A few days later, he insisted I meet her. Curiosity overcame reluctance. Suzanne was diminutive, overdressed, over-perfumed, and clingy in a way that made my skin crawl. I brushed her hand off my shoulder again and again, but her boldness seemed endless. I could not fathom why Jack thought it wise to parade her before me.

The final straw came one night, close to midnight, when the doorbell rang. From my room, I heard Suzanne’s voice—and Pete’s—as they made themselves at home downstairs, speaking loudly, as if ours was no longer their space. My mother and sister were asleep upstairs, and I felt the urgency to restore order.

I stormed out and shouted for Jack to throw them out immediately. Instead, he forced me back into our bedroom, leaning far too close, shouting in my face that Suzanne was his guest and would not be asked to leave.

By then, my mother had emerged, alarmed by the noise, and sided with me. One might have thought Jack would restrain himself in her presence, but he only raised his voice further.
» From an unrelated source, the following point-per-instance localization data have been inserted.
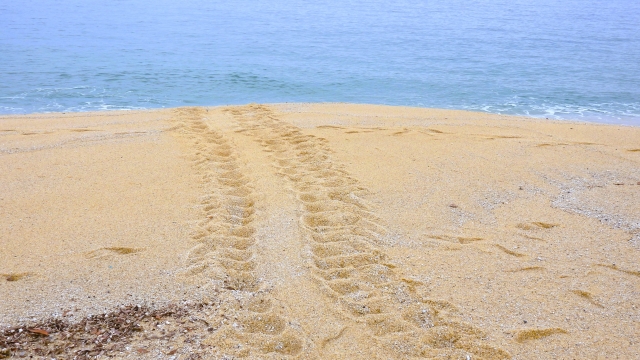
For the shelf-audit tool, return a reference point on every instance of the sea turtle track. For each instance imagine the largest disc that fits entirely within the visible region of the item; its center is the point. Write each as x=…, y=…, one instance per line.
x=252, y=324
x=347, y=262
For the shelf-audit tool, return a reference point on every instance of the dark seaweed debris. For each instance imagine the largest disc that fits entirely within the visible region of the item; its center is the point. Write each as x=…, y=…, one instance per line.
x=106, y=334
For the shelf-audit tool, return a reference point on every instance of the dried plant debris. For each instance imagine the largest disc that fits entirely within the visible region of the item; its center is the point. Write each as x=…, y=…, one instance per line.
x=15, y=276
x=131, y=329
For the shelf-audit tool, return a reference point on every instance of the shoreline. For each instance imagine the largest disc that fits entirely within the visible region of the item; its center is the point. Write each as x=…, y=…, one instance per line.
x=595, y=121
x=511, y=234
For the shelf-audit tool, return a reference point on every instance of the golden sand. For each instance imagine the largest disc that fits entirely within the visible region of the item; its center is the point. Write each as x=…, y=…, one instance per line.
x=325, y=231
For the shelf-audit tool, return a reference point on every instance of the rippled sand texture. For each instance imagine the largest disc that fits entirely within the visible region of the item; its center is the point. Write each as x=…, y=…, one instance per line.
x=330, y=231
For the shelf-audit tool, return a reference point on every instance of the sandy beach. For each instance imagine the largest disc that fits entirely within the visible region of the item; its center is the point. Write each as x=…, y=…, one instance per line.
x=318, y=231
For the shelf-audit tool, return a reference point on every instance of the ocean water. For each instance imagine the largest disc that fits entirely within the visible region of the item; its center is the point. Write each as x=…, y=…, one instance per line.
x=571, y=59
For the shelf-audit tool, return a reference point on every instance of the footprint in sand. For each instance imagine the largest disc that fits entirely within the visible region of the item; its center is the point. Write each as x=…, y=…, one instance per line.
x=224, y=253
x=349, y=267
x=16, y=276
x=109, y=251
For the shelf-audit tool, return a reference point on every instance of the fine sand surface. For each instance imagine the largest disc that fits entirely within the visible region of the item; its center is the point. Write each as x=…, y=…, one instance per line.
x=319, y=231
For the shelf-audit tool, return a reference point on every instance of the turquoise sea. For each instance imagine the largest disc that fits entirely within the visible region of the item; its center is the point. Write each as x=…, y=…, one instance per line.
x=571, y=59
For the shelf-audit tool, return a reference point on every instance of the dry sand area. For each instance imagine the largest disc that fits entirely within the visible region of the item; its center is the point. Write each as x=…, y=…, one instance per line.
x=318, y=231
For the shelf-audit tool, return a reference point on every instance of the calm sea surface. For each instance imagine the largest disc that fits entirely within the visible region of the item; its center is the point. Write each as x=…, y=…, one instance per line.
x=570, y=59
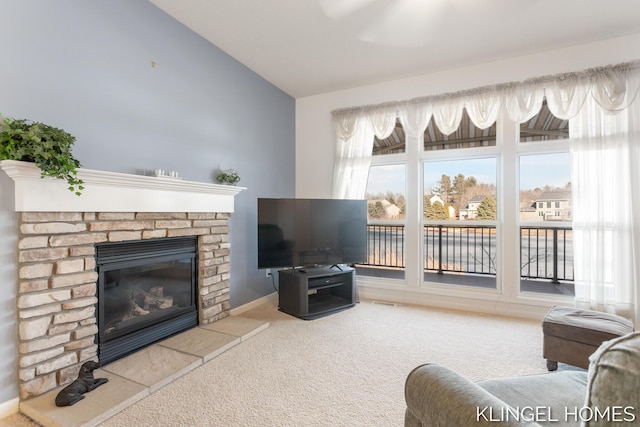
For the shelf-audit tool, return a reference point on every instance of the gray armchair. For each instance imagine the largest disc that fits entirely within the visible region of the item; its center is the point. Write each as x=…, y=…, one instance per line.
x=607, y=394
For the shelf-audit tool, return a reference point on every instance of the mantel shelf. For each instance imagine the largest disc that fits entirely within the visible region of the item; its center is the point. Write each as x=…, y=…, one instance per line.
x=115, y=192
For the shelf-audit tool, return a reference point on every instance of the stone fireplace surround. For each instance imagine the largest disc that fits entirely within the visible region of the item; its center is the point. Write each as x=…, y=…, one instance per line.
x=56, y=264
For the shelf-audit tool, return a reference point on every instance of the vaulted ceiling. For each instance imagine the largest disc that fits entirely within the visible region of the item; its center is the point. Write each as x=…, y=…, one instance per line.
x=309, y=47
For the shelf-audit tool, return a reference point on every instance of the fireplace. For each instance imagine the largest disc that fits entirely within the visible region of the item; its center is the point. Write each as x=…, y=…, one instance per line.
x=58, y=274
x=146, y=292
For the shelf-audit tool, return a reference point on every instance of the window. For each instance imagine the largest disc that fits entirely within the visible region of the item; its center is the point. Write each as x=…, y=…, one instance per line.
x=462, y=206
x=386, y=228
x=546, y=260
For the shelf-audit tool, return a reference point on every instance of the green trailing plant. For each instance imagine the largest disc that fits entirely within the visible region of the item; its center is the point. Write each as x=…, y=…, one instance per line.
x=228, y=176
x=46, y=146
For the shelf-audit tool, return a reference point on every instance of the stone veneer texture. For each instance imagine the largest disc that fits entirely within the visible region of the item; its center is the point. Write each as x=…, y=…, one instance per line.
x=57, y=283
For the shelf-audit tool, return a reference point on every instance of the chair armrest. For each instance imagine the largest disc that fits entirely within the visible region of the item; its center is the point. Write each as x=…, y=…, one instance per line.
x=439, y=397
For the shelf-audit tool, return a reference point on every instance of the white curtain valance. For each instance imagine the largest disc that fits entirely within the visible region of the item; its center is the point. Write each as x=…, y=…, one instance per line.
x=612, y=88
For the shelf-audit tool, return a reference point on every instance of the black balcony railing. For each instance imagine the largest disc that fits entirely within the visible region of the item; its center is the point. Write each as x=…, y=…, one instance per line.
x=545, y=252
x=385, y=246
x=460, y=249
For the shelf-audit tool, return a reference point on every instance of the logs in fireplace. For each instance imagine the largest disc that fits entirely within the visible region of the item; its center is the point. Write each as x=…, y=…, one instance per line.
x=146, y=292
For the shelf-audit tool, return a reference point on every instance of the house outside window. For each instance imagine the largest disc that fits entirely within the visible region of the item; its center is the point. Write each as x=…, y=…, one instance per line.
x=450, y=218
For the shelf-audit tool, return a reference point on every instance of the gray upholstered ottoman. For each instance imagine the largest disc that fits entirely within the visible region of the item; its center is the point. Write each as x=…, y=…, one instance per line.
x=571, y=335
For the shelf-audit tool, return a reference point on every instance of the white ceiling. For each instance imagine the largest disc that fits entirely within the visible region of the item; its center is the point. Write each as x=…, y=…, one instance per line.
x=308, y=47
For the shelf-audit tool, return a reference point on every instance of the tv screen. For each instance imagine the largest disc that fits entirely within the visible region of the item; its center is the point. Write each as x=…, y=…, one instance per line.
x=306, y=232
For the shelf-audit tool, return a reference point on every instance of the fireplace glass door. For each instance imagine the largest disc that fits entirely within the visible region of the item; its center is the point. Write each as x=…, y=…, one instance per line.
x=146, y=292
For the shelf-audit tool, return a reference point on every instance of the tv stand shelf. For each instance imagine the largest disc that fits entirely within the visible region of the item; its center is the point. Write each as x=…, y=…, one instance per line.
x=316, y=292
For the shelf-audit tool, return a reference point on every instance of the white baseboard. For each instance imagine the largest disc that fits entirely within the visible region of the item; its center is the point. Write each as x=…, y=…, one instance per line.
x=500, y=307
x=9, y=407
x=253, y=304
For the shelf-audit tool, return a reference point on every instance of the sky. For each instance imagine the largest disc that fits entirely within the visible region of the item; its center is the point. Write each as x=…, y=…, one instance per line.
x=536, y=170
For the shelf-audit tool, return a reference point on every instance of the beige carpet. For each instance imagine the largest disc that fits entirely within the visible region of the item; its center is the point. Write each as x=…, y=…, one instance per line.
x=346, y=369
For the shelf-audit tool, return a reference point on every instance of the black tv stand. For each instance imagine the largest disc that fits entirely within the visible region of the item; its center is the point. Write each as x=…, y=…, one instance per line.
x=316, y=292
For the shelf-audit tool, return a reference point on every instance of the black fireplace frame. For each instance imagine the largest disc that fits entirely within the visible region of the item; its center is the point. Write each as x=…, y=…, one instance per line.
x=118, y=255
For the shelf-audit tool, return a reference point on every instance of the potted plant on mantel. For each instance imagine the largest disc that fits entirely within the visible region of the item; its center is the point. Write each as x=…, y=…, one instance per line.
x=49, y=148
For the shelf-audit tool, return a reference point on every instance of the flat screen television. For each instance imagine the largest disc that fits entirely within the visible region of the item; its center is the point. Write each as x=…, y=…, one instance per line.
x=311, y=232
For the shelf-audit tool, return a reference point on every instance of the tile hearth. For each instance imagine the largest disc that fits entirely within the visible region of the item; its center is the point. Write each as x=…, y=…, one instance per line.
x=144, y=372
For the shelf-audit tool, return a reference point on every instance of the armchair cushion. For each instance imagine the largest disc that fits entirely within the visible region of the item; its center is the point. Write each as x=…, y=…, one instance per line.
x=614, y=380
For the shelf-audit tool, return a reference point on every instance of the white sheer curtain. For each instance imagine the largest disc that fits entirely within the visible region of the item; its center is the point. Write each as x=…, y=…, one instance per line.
x=606, y=194
x=604, y=110
x=354, y=144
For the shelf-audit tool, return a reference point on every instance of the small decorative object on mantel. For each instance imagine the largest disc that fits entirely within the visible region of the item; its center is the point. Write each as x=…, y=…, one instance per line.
x=46, y=146
x=85, y=382
x=228, y=176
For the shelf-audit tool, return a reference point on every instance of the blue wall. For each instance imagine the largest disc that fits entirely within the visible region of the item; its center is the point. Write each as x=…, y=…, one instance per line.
x=86, y=67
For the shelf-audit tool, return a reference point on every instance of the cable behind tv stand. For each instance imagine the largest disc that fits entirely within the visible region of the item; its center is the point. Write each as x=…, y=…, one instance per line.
x=315, y=292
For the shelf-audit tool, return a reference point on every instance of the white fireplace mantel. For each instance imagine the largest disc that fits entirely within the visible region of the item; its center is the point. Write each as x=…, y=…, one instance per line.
x=115, y=192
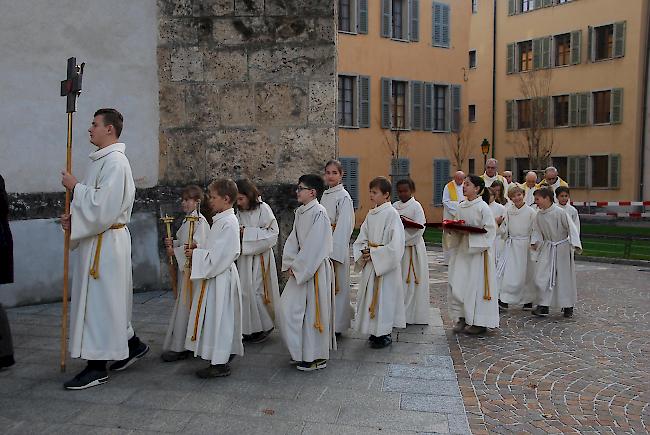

Downstairs, I heard Suzanne and Pete muttering, preparing to leave. I rushed to the window, hurling one final volley of insults at Suzanne as she fled in her glittering stilettos. I never saw her again.

My mother begged me to leave too, to free myself from him. But I could not abandon the relationship I had fought so hard to build—not in an instant.

So I curled up alone on the living room couch, sobbing. From the radio drifted Listen to Your Heart by Roxette, the words etching themselves into me like prophecy.

In that moment, I believed I had to stay until the end. I could not walk away from the battlefield. Everything I had seemed to hinge upon this fight. I thought I was fighting for love. Only later did I understand: this was the beginning of the fight to love myself.